My mother gasps, while my father covers his face with his palm as if he knows this is going to cause more of a headache for him with the blowback from my mother.

This is exactly what I did when I felt suffocated by my mom the first time, and I moved to Boston.

I did this same thing when I was deciding what college I wanted to attend.

I was between one close to home and a university in Boston.

I almost chose the one here in my home state until my mom pushed me to my limits.

It feels like I’ve traveled back in time.

I’m eighteen and announcing I’m moving yet again, however, this time I already know it’s a city I already know I love.

My mother pushes too hard, and I push back.

She doesn’t give me space, and I make huge decisions that lead to grandiose announcements like these.

I was feeling suffocated, and regret was clawing at me, so here I am, opening my mouth and letting this enormous life choice come out of me.
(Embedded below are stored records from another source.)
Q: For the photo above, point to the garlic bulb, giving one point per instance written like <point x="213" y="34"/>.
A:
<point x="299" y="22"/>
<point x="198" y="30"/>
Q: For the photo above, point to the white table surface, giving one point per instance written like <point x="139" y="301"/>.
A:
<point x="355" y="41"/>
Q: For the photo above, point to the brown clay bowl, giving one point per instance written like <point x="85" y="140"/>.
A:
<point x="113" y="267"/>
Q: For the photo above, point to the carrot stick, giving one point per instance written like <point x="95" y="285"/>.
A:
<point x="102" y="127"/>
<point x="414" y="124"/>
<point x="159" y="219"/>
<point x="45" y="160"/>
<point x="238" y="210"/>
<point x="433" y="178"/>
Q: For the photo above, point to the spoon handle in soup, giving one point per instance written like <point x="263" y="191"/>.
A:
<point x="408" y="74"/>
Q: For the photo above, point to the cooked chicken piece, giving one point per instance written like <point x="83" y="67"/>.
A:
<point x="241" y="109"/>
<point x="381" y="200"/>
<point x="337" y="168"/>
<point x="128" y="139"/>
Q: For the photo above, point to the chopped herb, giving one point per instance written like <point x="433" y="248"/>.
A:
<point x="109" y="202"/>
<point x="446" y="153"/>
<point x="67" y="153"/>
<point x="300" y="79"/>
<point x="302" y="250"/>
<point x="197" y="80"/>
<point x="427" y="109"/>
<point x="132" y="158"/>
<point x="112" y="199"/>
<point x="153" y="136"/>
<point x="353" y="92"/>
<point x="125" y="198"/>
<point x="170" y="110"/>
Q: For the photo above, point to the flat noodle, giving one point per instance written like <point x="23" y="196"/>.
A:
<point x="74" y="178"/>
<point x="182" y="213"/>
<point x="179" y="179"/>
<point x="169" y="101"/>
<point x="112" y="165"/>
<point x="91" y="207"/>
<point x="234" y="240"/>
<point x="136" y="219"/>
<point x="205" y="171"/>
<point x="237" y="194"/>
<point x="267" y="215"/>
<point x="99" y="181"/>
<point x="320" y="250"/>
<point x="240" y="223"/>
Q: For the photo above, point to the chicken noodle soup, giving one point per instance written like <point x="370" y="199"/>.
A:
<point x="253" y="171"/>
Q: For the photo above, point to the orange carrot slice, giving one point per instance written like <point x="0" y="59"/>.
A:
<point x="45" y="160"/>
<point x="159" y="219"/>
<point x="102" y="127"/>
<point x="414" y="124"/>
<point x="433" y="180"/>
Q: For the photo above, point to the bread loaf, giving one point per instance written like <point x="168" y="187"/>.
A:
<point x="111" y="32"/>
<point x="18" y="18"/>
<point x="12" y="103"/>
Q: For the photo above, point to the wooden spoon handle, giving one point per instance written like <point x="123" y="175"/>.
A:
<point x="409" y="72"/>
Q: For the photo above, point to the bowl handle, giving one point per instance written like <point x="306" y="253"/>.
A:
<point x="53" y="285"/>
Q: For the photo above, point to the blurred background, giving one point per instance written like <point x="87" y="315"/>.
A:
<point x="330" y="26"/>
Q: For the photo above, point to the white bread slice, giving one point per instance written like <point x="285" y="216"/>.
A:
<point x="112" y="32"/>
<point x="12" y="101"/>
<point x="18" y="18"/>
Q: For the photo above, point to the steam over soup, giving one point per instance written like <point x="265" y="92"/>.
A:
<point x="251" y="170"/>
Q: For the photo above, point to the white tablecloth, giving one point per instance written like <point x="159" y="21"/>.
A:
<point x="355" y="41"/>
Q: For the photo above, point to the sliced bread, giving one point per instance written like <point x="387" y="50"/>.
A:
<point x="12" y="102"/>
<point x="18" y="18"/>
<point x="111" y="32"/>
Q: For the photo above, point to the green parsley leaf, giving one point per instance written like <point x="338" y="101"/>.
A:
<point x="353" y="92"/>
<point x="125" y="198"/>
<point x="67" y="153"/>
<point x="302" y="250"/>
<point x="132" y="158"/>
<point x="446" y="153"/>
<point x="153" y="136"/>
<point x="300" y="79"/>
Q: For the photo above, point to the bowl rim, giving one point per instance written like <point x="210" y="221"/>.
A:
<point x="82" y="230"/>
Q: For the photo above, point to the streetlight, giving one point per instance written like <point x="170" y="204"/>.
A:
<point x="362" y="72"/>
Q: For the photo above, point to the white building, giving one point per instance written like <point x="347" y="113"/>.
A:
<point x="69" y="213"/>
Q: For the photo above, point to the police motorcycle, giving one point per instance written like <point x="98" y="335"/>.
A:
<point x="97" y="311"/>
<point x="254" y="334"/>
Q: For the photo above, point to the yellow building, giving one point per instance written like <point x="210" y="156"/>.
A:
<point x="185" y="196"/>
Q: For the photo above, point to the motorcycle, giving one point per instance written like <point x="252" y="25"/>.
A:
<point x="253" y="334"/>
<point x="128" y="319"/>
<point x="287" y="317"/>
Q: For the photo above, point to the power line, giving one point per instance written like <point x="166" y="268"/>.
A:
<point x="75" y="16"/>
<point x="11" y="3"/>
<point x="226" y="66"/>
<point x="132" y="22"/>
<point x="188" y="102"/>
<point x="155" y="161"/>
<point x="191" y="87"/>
But frankly, I think I knew this was bound to happen after Marissa spoke to me at lunch that day.

After we talked, it slapped me in the face how miserable I was by being here in California.

I really do miss the independence of Boston.

I loved that city, and I truly felt happy. The longer I’m here on the West Coast, the more the reality hits me that I want to be back in the comfort of that city and in that part of the country where I felt more at home. After this afternoon, my eyes are open, and that’s where I belong.

There are moments when my mom is kind and comforting.

That’s how she was on the phone when I would call during my fertility struggles.

She felt like a safe place. And when I first came back, that was the safe place she seemed to be.

But the longer I’ve been here, she’s become more overbearing than safe.

The way my mom made it appear she would welcome me and comfort me lasted much less than I thought it would.

Maybe a part of me hoped she would be less smothering and more of a friend in my time of need. Instead, she fell into old habits.

She did provide the comfort I needed to mend for a brief moment in time, but then I got my own place, and she began meddling in ways I didn’t expect.

It felt like high school all over again.

She started to poke and prod here and there, inserting herself into my life in subtle and not-so-subtle ways.

Then, the stunt she pulled today… it just went too far.